Clean Energy Funding

  • Section 1801 establishes a "Clean Energy Technology Fund" to promote development of new energy technologies, though provides little additional details on eligibility, structure, or funding levels.  One concern is that the wording sounds like this could be an effort to implement some type of clean energy bank, along the lines of poorly structured earlier proposals for a Clean Energy Deployment Administration (critiqued here). 

Credit Offsets and Allocations

  • Title II of the bill attempts to establish some centralized vetting of offset claims, both domestically and internationally, to ensure that offsets are awarded for behaviors that actually reduce emissions.  This is a useful element of the bill, though likely extremely difficult to do well.
  • As with other climate bills, this one contains broad giveaways of carbon credits for a sizeable period at the inception of the new law.  As explained by Joe Romm, the bill also attempts to deal with credit price volatility through gradually increasing floors and caps.
  • Title IV provides widespread rebates and allowances to industrial emitters of GHGs, suggesting that key industrial sectors will see little price incentive to curb emissions.

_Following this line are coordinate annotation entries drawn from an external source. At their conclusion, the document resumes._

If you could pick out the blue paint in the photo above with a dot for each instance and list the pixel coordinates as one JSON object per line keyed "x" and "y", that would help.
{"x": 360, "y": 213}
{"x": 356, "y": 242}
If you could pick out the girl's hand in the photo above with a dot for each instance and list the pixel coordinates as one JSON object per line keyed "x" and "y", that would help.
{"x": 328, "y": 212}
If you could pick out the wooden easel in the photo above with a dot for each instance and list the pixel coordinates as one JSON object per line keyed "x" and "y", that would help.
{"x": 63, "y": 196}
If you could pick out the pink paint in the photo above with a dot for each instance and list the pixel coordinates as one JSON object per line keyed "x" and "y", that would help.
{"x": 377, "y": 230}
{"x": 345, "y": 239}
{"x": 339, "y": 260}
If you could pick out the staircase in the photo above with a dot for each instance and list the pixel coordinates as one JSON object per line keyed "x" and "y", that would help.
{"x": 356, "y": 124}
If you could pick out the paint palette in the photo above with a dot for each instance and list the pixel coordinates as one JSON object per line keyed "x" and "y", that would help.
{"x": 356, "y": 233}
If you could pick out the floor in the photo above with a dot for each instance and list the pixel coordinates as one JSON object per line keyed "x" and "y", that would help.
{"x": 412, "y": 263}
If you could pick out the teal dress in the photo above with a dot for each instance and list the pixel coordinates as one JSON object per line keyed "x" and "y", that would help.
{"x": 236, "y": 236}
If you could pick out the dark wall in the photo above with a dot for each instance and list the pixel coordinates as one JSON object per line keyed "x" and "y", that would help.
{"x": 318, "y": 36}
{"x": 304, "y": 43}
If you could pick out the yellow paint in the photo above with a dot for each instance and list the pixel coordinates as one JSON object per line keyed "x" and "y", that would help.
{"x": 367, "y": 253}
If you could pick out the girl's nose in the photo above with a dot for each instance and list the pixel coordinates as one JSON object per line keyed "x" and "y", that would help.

"Fast" Mitigation of Hydrofluorocarbons

  • Though "extremely potent greenhouse gases," HFCs are to be reduced to 15 percent of baseline, but not for another 22 years.  Hard to imagine what "slow" mitigation looks like.

Oil and Gas

  • Section 1204 allows state opt-out of oil and gas drilling within 75 miles of its coastline (otherwise federal laws pre-empt state wishes).  While this provision was introduced in response to the recent Gulf oil spill, its actual protection of coastal resources may be more symbolic than real.  As of May 11th, the Gulf spill oil slick was 130 miles long and 70 miles wide -- enough to have blown through the proposed buffer zone.
  • Provides substantial subsidies to convert vehicles to natural gas (starting section 4121).  This is another example of government micro-managing technology selection.  The transport policies should be neutral with respect to any option (better engines, hybrids, electric vehicles, improved fleet management) that reduces oil demand.

Update:  The full bill, in all 987 pages of glory, has now been released.  It will obviously take some time to go through.